Sunday, February 04, 2007

clinton, nixon, and the difference forty years makes

I have noted previously the forty year cycle in Presidential elections, which predicts the last seven elections perfectly if one reverses the parties. Thus, the Reagan 1980 and 1984 wins parallel those of Roosevelt in 1940 and 1944; Bush in 1988 won a come-from-behind victory similar to Truman in 1948; the Clinton victories (1992 and 1996) are similar in scope to those of Dwight Eisenhower; and the contested 2000 election (Bush2 v. Gore) bears eerie similarities to the equally contested 1960 contest between John Kennedy and Richard Nixon. The last three years, in which an incumbent President won re-election but had to defend an unpopular war from the confines of his ranch in central Texas, make the parallel (Bush2 and Lyndon Johnson, 1964 and 2004) almost spookie in nature.

What then of the 2008 election? The perfect parallel would be a comeback by Al Gore, who (like Nixon in 1968) would avenge his defeat eight years earlier and surge on to the Presidency. But in his absence (so far), Mrs. Clinton does pretty well. At a dull faculty presentation I jotted down the similarities betwen the Clinton 2008 campaign and that of Nixon forty years earlier. Here is what I came up with:

1. Both Clinton and Nixon are essentially running as nonideological moderates who will restore the country to sanity by ending an unpopular war and bridging domestic differences in largely unspecified ways. Nixon spoke of riots in the streets and declining respect for America overseas; Clinton speaks of an administration out of control and decling respect for America overseas. Both attempted to counteract their previous image as extremists by a series of carefully controlled, innocuous statements with relatively little substantive content.
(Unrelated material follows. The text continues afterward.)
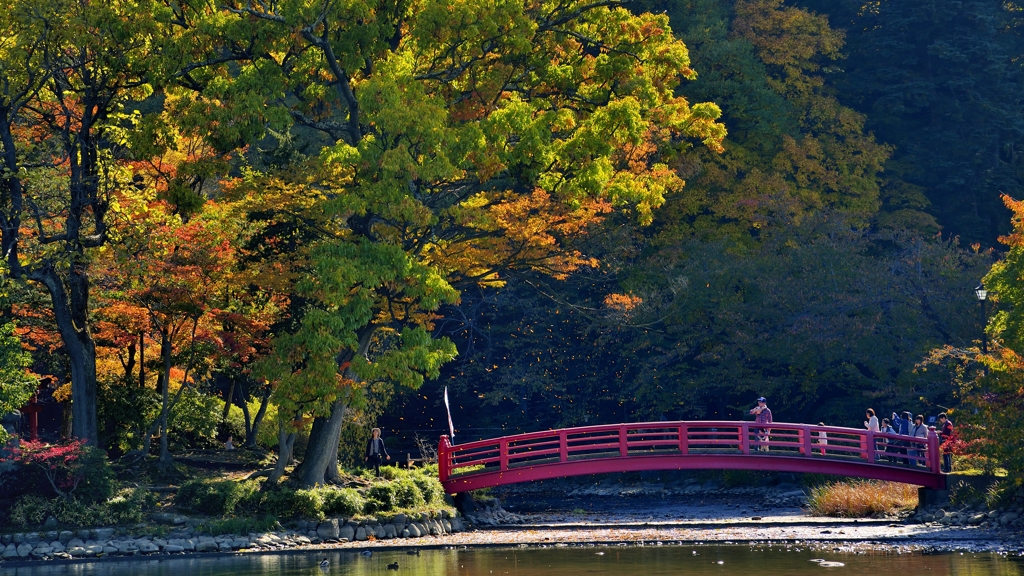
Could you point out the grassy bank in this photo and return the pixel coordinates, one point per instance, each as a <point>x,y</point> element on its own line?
<point>862,498</point>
2. Like Nixon, Clinton is especially unspecific about how she will deal with the war. Nixon claimed that he had a "secret plan" to end the war, presumably by negotiations with Russia, China, or other third parties (the war in fact lasted for his entire first term). Clinton takes both sides of the war issue but claims that she will somehow end the war in her first year in office, presumably by negotiations with Iran, Syria, or other third parties.
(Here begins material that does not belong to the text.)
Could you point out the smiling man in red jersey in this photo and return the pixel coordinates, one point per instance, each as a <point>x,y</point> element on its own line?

3. Both Nixon and Clinton were flanked by one candidate who was plainly more liberal (Rockefeller, Obama) and one who is by and large more conservative (Reagan, John Edwards) although Nixon was never seriously challenged for the nomination.
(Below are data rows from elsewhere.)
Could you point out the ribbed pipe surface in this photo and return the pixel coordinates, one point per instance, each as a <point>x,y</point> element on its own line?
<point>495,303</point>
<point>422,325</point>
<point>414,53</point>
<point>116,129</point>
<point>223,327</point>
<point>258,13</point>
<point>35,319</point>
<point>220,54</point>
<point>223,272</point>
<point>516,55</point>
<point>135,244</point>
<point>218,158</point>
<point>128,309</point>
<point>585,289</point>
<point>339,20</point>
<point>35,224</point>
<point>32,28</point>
4. A vast number of people--perhaps 40 percent in each case--never really trusted either Nixon or Clinton, the election of the first (and possibly the second) doing relatively little to change this.

5. There's a Romney running around somewhat aimlessly in both races (this is admittedly a coincidence more than a substantive similarity).

None of this, of course, means that Clinton can't win. Nixon's bland strategy proved successful and he was elected to two terms, although the second ended in the Watergate scandal. (We can be reasonably sure that Mrs. Clinton will not be impeached for the same reason as her husband, although the Nixon parallel is rather less certain). One possible drawback is that the likely Republican candidates (McCain, Giuliani, etc.) are less tied to the incumbent President than was Hubert Humphrey in 1968; and even Humphrey nearly won. On the other hand, there is no likely third party candidate a la George Wallace, so that the anti-incumbent vote is likely to be more unified than in 1968.

But the Nixon parallel does suggest some of the difficulties Clinton may face if she does become President with an extremely vague platform and a large number of people who don't trust her. Like Nixon--or for that matter, like her immediate predecessor--Clinton would probably have a large number of enemies together with a broad but shallow political base, and many in her own party uncertain where she stood or what she believed in. All of these would tend to give her relatively little room for maneuver, and the possibility of quickly collapsing support if things didn't go well.

One other interesting parallel is the fate of the 1968 "also rans." While Nixon got the nomination pretty easily, both of his challengers outlasted him in politics, Nelson Rockefeller becoming Vice President during the Ford Administration and Ronald Reagan becoming, well, Ronald Reagan. Attention here naturally falls on Obama, but I wonder if Edwards may not be the sleeper candidate, either this year of in the future if Clinton fails. I've always thought of Edwards as something of a windbag: Chris Matthews memorably said that he sounded like he wanted to sue Al Qaeda rather than combat them. But he has a strong populist appeal and would immediately put in play numerous states that Clinton or Obama would have a very difficult time carrying. Is he yesterday's news, or a future President? Only time will tell.


At 2:28 PM, Anonymous Anonymous said...

"Thomas Jefferson once said, 'We should never judge a president by his age, only by his works.' And ever since he told me that, I stopped worrying."
--Ronald Reagan

At 5:48 PM, Anonymous Pat Oglesby, said...


You might take another look at John Edwards:
"Now, as he throttles toward 2008, Edwards has veered left, outflanking Sen. Hillary Rodham Clinton and several other presidential rivals for his party’s liberal base.

"He has staked out positions on the war and health care popular with liberals. He has marched with union pickets and championed a new war on poverty. He crusaded across the country to raise the minimum wage."